A. Les données démographiques

2. En 1930, la colonisation belge débuta le classement de Rwandais en ethnies sur base de deux critères principaux : la forme, la taille, le métier, et le nombre de vaches à hauteur de dix têtes de bovins. Dans ces conditions, le dénombrement fixa le pourcentage de Hutu à 84%, les Tutsi 15% et les Twa 1%. C’est l’explication donnée par les colonisateurs et les missionnaires (Chanoine Louis De Lacger, Le Ruanda ancien, Kabgayi, 1939).

3. En 1952, l’enquête démographique annuelle du Ruanda-Urundi (p.12) menée par la colonisation belge donnait les chiffres de la population de manière suivante : Hutu 81,5% ; Tutsi 17,5% ; Twa 0,9%.

4. En 1960, l’anthropologue belge Marcel D’Hertefelt, effectua un recensement en se basant sur les cartes d’identité déjà distribuées dans la population et trouva que les Hutu représentaient 83%, les Tutsi 16% et les Twa 1%. Ces chiffres résultaient d’en échantillon de 100.000 familles (Marcel D’Hertefelt, les clans de l’ancien Rwanda, Eléments d’ethnosociologie et d’ethnohistoire, Tervuren, 1971).

5. En 1960, les chiffres de la population, territoire sur territoire, rendus publics par le résident spécial belge au Rwanda, l’autorité suprême du pays depuis 1959, le colonel Guy Logiest et Hubert Bovy, à l’époque administrateur du territoire d’Astrida. Les résultats ci-dessous qu’ils ont publiés, résultant d’une enquête démographique montrent que les répartitions entre hutu et tutsi sur dix territoires, huit d’entre eux avaient un taux de tutsi allant de 13% à 30% de la manière suivante :
1) Kibuye 30% Tutsi (T), 69% Hutu (H)
2) Astrida 23% T, 76% H
3) Nyanza 22% T, 77% H
4) Shangugu 22% T, 77% H
5) Kibungu 16% T, 83% H
6) Gitarama 15% T, 84% H
7) Kigali 13% T, 86% H
8) Biumba 13% T, 86% H
9) Ruhengeri 8% T, 91% H
10) Kisenyi 6% T, 93% H (G. Logiest, Mission au Rwanda : Un Blanc dans la bagarre hutu-tutsi, Didier Hatier, 1987, p.42). Ces chiffres sont les plus vrais puisqu’émanant d’un recensement mené par des administrateurs belges qui s’est déroulé dans un contexte politique où la colonisation n’avait aucun intérêt d’augmenter arbitrairement le nombre de Tutsi. Elle cherchait plutôt à les chasser du pouvoir, dans des postes administratifs et dans les écoles. Prétendre aujourd’hui qu’en 1994, le nombre de ces Tutsi aurait diminué relève d’un mensonge éhonté.

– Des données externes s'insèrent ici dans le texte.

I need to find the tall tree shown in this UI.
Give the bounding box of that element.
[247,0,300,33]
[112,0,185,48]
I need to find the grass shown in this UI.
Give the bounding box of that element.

6. En 1970, le document du Gouvernement rwandais, Ministère du plan, « Enquête démographique » (T.1) donne les chiffres suivants : Hutu 89% ; Tutsi 10,6% ; Twa 0,4%.

7. Sous le régime Habyarimana, quatre opérations nationales de collectes des données démographiques ont été menées en 1978 (recensement général de la population et de l’habitat), 1981 et 1983 (enquête démographique) et 1991 (recensement général). Les chiffres se comportent comme suit :

- En 1978 le recensement général donne 89,7% de Hutu, 9,8% de Tutsi. 0,5% de Twa et Autres 0,1%.
- En 1991, le recensement général de la population et de l’habitat mené du 16 au 30 août 1991 donne les chiffres suivants : Hutu 91,1% ; Tutsi 8,4% ; Twa 0,4% et Autres 0,1%.
- Question : Où étaient partis les 13% à 30% de Tutsi observés par les Belges à la fin des années 1950 où le territoire comme Kibuye comptait 30% de Tutsi et plusieurs autres territoires en comptaient au-delà de 22% (Astrida, Nyanza, Shangugu) ?

B. QUE RETENIR ?

1) Cela ne vous surprend pas de voir un groupe ethnique tutsi qui n’évolue numériquement pendant les deux régimes Kayibanda et Habyarimana? C’est ce que dit à très juste titre Simon Sebagabo quand il s’interroge légitimement : « Que s’est-il passé entretemps pour qu’il y ait une diminution aussi sensible du nombre de Batutsi entre les deux recensements ? Rien de connu qui aurait frappé cette population entre le recensement de 1978 et celui de 1991. C’est d’ailleurs au cours de la période allant de 1978 à 1991 où les Batutsi furent moins inquiétés que les périodes précédentes depuis 1959 si on excepte les deux dernières années de cette période. Les Batutsi furent chosifiés bien sûr, mais pas tués. On peut conclure que c’était une simple manipulation des chiffres pour justifier un agenda caché. » (S. Sebagabo, op. cit., p.459-460).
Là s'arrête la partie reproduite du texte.